Recensione: Il torto di Andrea Venturo

copertina_2500 Leggere fantasy, soprattutto fantasy di “vecchio stampo”, con maghi, creature magiche e elfi e nani, è frequente per un lettore a cui piace il genere, leggere un racconto con le stesse caratteristiche letterarie e che annovera circa una cinquantina di pagine, non lo è altrettanto, ma di certo questa sua brevità non è da considerarsi né uno svantaggio né un elemento che inficia la qualità dello scritto. Tutt’altro.
Il torto, di Andrea Venturo, è solo un piccolo frammento, il primo capitolo de Le cronache di Tharamys e che già, da queste poche pagine, fa presagire al lettore una buona riuscita dell’opera. Promette bene, insomma.
Ho provato simpatia, almeno all’inizio, per il giovane Conrad che mi ha ricordato, sotto alcuni aspetti, Semola, il goffo e futuro re Artù del disneyano La spada nella roccia, uno dei personaggi che ha popolato la mia infanzia.

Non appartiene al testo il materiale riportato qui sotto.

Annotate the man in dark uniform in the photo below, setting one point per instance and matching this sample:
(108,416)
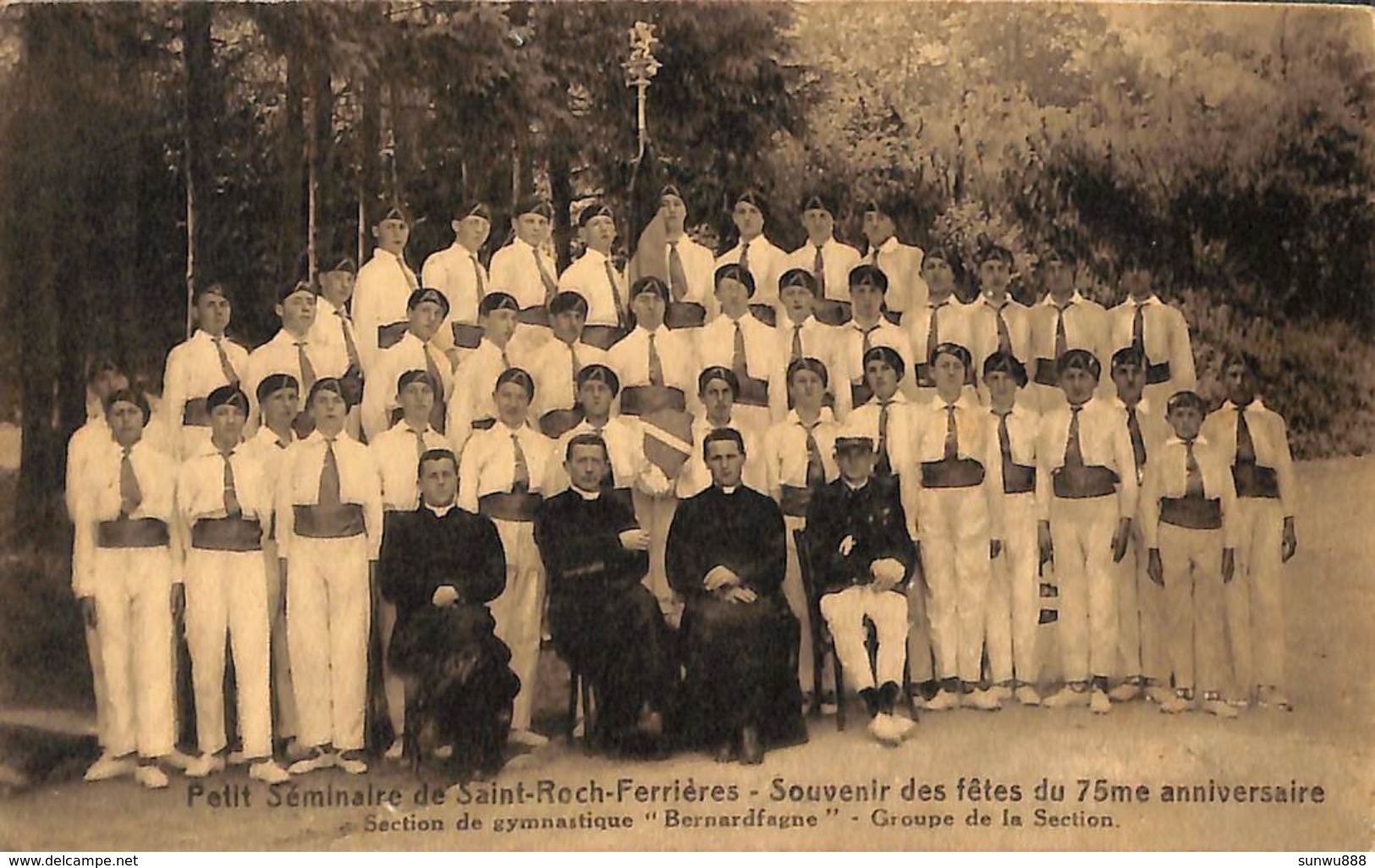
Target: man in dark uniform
(602,618)
(864,558)
(440,567)
(726,556)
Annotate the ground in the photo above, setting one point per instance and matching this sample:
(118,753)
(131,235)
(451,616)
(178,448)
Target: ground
(1324,743)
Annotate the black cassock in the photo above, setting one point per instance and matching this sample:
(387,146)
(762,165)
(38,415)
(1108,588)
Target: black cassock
(740,658)
(459,678)
(605,624)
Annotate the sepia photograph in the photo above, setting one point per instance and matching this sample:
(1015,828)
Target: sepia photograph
(703,426)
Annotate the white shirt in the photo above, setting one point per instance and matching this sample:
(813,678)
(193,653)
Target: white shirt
(384,287)
(901,263)
(839,259)
(194,371)
(1269,437)
(396,456)
(587,277)
(552,367)
(300,486)
(380,387)
(473,386)
(488,464)
(766,263)
(96,500)
(282,356)
(1103,442)
(454,272)
(514,272)
(1165,333)
(1166,476)
(785,452)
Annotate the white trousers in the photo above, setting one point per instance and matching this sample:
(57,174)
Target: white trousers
(655,516)
(1254,597)
(844,613)
(226,593)
(1081,530)
(1140,602)
(1014,604)
(954,552)
(285,722)
(1192,567)
(519,611)
(132,602)
(329,615)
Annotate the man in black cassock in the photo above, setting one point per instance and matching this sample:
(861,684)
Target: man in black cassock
(440,566)
(605,624)
(726,556)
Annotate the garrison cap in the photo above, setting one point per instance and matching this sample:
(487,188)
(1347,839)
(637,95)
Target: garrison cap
(755,198)
(519,377)
(275,382)
(128,397)
(600,373)
(227,395)
(596,209)
(871,277)
(1185,398)
(817,202)
(568,300)
(326,384)
(950,349)
(798,277)
(497,301)
(814,365)
(415,376)
(1005,364)
(649,283)
(888,356)
(734,272)
(1078,360)
(426,294)
(535,206)
(718,371)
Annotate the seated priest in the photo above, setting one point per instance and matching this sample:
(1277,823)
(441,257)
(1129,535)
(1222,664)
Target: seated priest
(726,558)
(604,621)
(864,558)
(440,567)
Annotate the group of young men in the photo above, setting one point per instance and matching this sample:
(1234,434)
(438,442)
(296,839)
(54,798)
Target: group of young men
(689,483)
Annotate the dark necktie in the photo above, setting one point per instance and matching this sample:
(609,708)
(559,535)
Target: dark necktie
(349,347)
(477,277)
(231,496)
(615,294)
(1062,344)
(547,279)
(437,413)
(1245,445)
(1073,453)
(656,367)
(739,362)
(1192,475)
(307,369)
(884,465)
(952,448)
(330,476)
(129,492)
(520,472)
(816,470)
(677,274)
(230,375)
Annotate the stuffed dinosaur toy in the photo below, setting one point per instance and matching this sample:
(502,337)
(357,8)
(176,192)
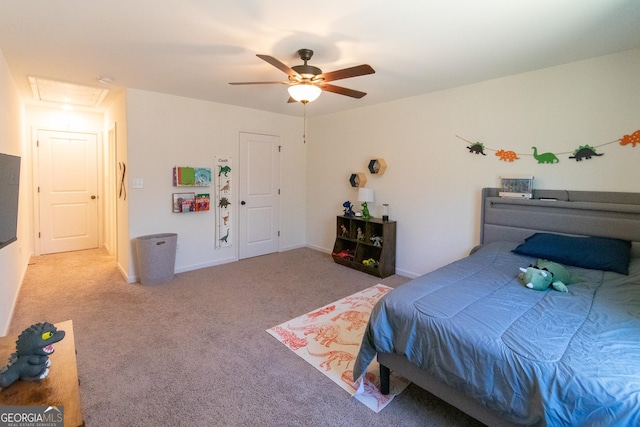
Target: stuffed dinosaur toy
(30,362)
(539,280)
(545,274)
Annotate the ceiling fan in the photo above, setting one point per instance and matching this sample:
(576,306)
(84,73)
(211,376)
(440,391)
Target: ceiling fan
(306,82)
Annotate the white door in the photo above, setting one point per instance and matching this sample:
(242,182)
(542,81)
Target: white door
(258,192)
(67,191)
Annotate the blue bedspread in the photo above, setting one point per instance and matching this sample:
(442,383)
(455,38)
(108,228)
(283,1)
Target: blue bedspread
(533,357)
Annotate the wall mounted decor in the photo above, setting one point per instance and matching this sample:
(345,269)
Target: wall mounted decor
(632,139)
(377,166)
(516,186)
(224,191)
(357,179)
(476,148)
(585,152)
(544,157)
(184,202)
(202,202)
(188,176)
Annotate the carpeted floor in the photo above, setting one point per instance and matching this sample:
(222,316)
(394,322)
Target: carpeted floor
(194,352)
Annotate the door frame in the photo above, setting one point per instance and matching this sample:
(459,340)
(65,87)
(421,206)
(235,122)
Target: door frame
(242,169)
(35,173)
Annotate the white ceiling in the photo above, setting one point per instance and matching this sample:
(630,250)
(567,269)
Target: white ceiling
(193,48)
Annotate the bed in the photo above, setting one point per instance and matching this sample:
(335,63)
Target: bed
(474,336)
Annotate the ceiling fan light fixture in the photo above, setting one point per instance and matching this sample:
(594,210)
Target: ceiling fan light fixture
(304,92)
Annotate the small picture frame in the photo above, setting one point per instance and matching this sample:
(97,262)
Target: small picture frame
(184,202)
(520,187)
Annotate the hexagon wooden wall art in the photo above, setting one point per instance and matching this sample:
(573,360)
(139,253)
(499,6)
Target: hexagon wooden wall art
(358,179)
(377,166)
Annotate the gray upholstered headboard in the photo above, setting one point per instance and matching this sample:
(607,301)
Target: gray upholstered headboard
(588,213)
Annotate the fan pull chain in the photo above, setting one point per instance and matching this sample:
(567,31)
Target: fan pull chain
(304,130)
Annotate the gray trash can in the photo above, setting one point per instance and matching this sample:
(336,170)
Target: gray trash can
(156,256)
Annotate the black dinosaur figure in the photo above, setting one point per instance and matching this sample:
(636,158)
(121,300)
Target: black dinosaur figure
(223,202)
(584,152)
(31,361)
(476,148)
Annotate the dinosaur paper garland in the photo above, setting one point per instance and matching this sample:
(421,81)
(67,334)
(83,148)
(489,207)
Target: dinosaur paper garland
(582,152)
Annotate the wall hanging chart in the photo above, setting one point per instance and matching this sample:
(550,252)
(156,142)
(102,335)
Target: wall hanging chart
(224,190)
(581,152)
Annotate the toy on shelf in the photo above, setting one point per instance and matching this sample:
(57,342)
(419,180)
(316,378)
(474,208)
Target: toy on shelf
(348,208)
(30,362)
(377,241)
(346,254)
(370,262)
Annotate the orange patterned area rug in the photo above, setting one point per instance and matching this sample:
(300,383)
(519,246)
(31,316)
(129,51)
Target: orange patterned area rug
(329,339)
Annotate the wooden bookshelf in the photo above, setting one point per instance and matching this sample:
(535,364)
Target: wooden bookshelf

Un protagonista, Conrad, che ha saputo farsi valere e ha riscattato la sua immagine di ladro di torte, salvando la sua famiglia. All’apparenza debole, Conrad ha saputo reagire e prendere in mano il suo destino e diventare l’eroe del momento, come in una sorta di favola di cui l’autore ha saputo svilupparne bene gli aspetti caratteriali e psicologici, dandogli spessore.
Lo scritto è, altresì, ben strutturato e si basa su un impianto narrativo equilibrato e congeniato nel modo più appropriato, utile, da questo punto di vista, per attirare l’attenzione di appassionati e non e, al contempo, offrire al pubblico un ideale trampolino di lancio per i prossimi volumi della serie.
Unico neo riguarda lo stile narrativo. Sebbene sia semplice e fluido, non è del tutto privo di qualche refuso e imprecisione tecnica.